[rescue] mt erase
mparson at bl.org
Thu May 10 18:53:37 CDT 2007
On Thu, May 10, 2007 at 06:31:11PM -0400, brian wheeler wrote:
> On Thu, 2007-05-10 at 16:59 -0500, Doug McLaren wrote:
>> On Thu, May 10, 2007 at 01:31:15PM -0400, Lord Doomicus wrote:
>> | I've erased tapes using dd if=/dev/random of=/dev/mt0 bs=<block size
>> | of tape>count=<number of blocks on tape>
>> | if you don't have /dev/random ( not on a lot of older platforms ),
>> | you should be able to use /dev/zero.
>> Depending on your OS, you might prefer /dev/urandom. At least under
>> Linux, /dev/random blocks when it runs out of entropy, and so to come
>> up with many gigabytes to erase a tape would take ages. A quick test
>> on my computer showed /dev/random emitting data at about 16 bytes/s --
>> so that 5 GB tape will take about 10 years to erase. Perhaps you can
>> speed this up signifigantly, but ...
>> /dev/urandom will reuse it's entropy once it runs out, so it's go MUCH
>> faster. (And the data will probably be more than random enough.)
>> Using /dev/zero, especially just once, will certainly make reading the
>> tape much harder, but I wouldn't rely on it to protect sensitive data
>> from anybody who has physical access to the tape.
>> (I'm not really looking to get into secure deletion here ...)
>> Do be careful if you decide to use a degausser -- you need a really
>> strong one for modern tapes.

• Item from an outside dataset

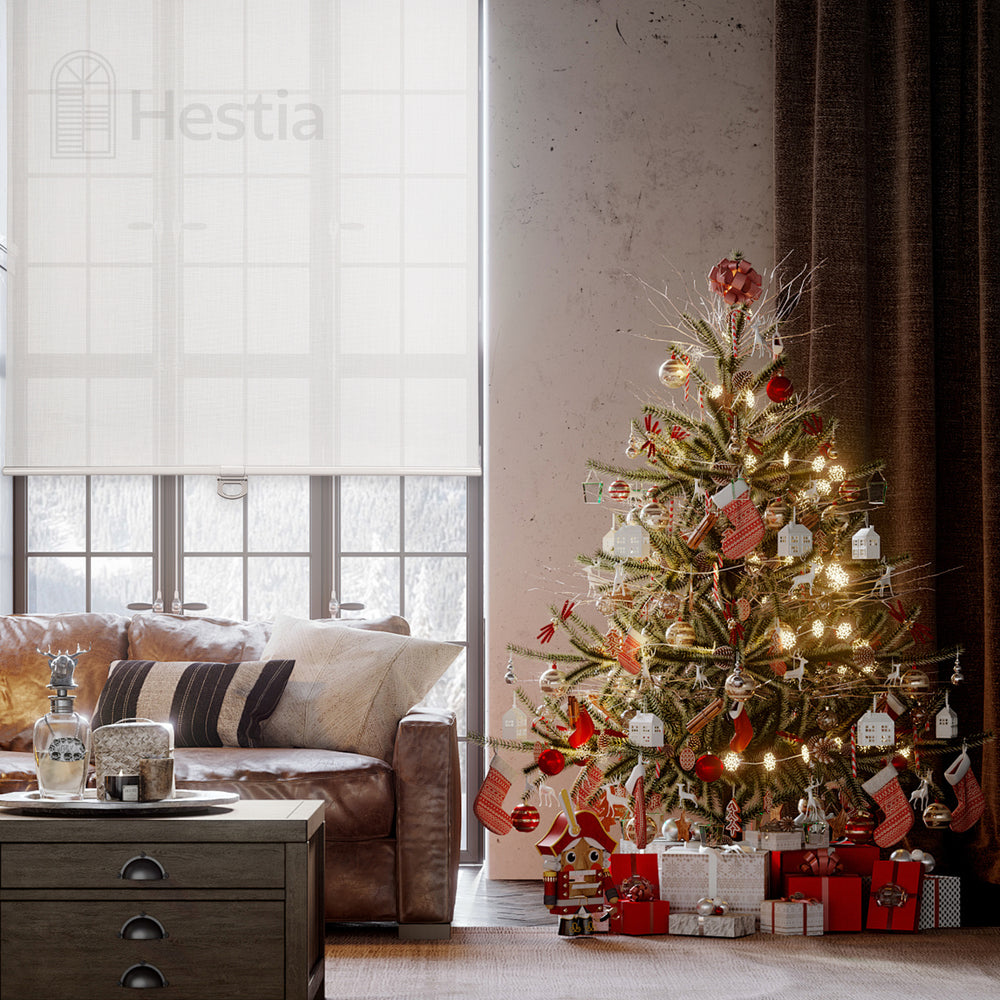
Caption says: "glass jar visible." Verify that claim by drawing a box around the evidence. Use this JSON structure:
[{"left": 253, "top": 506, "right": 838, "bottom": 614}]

For example, a cheap degausser found at
>> Radio Shack for cassette tapes will have zero effect on a DLT tape, no
>> matter how long it's applied -- the tape will still be readable
>> without even any errors.
> Not to mention that if you do use a strong degausser you may ruin some
> types of media that have a servo track on them (IBM 3590? Others?)
Can't reuse LTO after being degaussed.